Jonny Briggs, Envisionaries No. 1 (2013).

From Here On (Arles), a 2011 photography exhibit,  says that everyone is an editor and maker of images. With the internet as inspiration there is a different sense of what it means to make. Images only become interesting when questions are asked like “what is it that I am actually looking at?” High quality is not really relevant. It is a manifesto for dealing with the continuous confrontation with images on the internet.

Theres a disproportion of ordinary photographs in relation to art photography and documentary photography, which are the photographs which go down in history. Helen Westgeest’s essay Digital Appropriation as Photographic Practice and Theory aims to clarify the relationship between current photography practice and appropriation by breaking it down into the categories of ‘appropriating images from observation and recording systems', ‘appropriating iconic images’, and ‘appropriating the world’. She also discusses the influences of digitization and the use of the internet for appropriation.

Nicole Belle, Untitled (2008).
What I found particularly interesting in this essay is the notion that photography itself is an act of appropriation. Westgeest quotes Susan Sontag saying “to photography is to appropriate the thing photographed.” Photography is an act of taking as much as, if not more,  than it is of making.
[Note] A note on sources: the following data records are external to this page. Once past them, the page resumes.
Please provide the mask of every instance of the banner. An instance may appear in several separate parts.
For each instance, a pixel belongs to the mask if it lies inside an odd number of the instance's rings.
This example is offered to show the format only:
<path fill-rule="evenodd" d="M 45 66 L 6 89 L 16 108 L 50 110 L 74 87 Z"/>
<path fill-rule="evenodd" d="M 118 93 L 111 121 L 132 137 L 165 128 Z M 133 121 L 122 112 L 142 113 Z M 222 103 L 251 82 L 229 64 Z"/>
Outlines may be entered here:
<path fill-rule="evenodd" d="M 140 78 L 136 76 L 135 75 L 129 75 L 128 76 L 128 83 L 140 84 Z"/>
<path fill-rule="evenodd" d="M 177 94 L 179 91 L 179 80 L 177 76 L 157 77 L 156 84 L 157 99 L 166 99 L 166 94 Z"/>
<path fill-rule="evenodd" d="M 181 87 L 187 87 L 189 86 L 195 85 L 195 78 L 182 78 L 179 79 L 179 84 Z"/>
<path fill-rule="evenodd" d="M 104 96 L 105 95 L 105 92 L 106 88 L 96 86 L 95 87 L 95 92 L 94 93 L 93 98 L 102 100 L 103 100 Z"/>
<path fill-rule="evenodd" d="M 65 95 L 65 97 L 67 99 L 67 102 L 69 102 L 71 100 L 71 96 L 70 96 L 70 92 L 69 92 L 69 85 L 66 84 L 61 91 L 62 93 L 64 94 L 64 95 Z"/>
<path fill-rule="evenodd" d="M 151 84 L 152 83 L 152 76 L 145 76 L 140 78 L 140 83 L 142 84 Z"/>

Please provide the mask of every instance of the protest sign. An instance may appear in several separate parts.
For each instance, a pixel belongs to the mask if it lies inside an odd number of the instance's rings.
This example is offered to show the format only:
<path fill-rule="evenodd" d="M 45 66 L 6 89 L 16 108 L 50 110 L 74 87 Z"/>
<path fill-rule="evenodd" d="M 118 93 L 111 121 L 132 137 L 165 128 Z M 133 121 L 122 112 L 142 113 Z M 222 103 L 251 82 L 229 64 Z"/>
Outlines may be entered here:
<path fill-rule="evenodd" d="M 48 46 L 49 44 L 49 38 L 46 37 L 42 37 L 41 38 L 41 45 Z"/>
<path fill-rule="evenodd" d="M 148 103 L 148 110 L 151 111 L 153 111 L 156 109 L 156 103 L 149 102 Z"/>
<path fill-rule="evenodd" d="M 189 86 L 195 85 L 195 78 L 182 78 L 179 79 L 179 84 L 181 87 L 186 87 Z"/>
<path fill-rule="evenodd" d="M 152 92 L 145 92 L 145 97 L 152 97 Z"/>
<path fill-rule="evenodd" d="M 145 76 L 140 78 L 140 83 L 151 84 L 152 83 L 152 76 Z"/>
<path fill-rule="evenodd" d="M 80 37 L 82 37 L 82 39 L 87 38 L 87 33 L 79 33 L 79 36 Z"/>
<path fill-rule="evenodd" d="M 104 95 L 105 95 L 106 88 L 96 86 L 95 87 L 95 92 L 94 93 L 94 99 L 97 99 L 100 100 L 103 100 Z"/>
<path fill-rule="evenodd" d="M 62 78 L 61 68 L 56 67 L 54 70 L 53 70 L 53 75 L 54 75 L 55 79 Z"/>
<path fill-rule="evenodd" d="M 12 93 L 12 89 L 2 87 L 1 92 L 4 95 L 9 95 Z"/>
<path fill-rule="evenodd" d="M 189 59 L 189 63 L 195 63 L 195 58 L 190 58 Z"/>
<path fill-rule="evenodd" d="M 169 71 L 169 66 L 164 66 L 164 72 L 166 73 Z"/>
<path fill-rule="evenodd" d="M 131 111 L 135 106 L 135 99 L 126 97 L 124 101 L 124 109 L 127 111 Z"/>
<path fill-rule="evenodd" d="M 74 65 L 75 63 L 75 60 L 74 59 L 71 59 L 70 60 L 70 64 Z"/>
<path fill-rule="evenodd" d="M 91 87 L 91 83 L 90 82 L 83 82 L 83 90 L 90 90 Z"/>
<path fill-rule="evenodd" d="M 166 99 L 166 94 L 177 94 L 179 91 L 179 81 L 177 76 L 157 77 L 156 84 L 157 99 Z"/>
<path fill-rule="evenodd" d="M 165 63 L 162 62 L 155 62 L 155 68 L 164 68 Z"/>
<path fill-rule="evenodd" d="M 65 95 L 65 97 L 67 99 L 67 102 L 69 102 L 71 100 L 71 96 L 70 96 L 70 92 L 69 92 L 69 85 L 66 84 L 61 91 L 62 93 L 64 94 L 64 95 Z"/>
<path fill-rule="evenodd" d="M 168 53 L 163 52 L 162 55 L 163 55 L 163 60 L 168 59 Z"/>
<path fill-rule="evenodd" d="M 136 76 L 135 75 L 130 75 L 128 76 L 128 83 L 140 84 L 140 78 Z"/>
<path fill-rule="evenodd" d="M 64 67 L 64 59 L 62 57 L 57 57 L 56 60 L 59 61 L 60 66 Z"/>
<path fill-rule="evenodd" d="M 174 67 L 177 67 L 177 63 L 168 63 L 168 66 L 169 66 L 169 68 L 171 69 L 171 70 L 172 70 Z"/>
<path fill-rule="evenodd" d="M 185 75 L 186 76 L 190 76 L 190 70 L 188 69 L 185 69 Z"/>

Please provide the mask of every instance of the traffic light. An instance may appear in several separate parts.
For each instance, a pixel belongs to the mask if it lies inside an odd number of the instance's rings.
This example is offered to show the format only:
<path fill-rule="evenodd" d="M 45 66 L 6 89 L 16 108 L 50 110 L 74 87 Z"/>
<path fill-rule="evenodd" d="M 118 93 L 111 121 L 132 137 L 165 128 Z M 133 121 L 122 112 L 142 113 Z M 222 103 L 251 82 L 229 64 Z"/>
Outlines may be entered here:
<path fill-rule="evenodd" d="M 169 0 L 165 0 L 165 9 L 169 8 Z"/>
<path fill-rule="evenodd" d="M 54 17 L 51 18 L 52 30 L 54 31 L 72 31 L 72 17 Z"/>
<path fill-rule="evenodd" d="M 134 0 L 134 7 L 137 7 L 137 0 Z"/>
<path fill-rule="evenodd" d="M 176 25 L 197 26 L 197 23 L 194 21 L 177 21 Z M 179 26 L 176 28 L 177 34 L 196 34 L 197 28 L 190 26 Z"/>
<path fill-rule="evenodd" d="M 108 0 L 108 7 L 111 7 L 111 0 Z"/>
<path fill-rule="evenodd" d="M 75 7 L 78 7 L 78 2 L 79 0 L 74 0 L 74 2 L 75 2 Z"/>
Photography is a recording, a simulation of reality, a distance magnified. Only through isolation of images and presentation do people begin to reflect. This is particularly interesting when discussing the re-appropriation of archived images, copyright issues, and permissions. This reminds me of the work of Santu Mofokeng and Jon Rafman, who worked with South African family photo archives and Google Earth captures, respectively, to bring light to new ideas regarding the images.


In essence, Westgeest argues that appropriating photography is a way of putting the works in the line of discourse, creating new perspectives and relationships. Today’s technology seems to assist in creating this connection and disseminating these relationships.

Robert Shore's essay Post-Photography: The Artist with a Camera argues that in this day and age everyone has a camera and is constantly documenting life. Because of this, the internet is flooded with photography. Sometimes it seems like photography can no longer be original, but with the post-photographic strategy of appropriation, image-making is able to be more experimental and transformative than ever. Again mentioning the From on Here photography show, appropriation is described as a process of making made easier through the endless resources. Appropriation is an act similar to editing or curating, and it tests the idea of reality versus truth in photography.
"The idea persists that photography is above all else a medium of witness, a self-effacing window on to the world which is primarily concerned with recording that thing to which we breezily as 'reality'."
 In a world that is hyper-documented, artists are able to abandon the act of making photos for the creation of their own new realities. Artists curate that which is overabundant to give it conceptual meaning.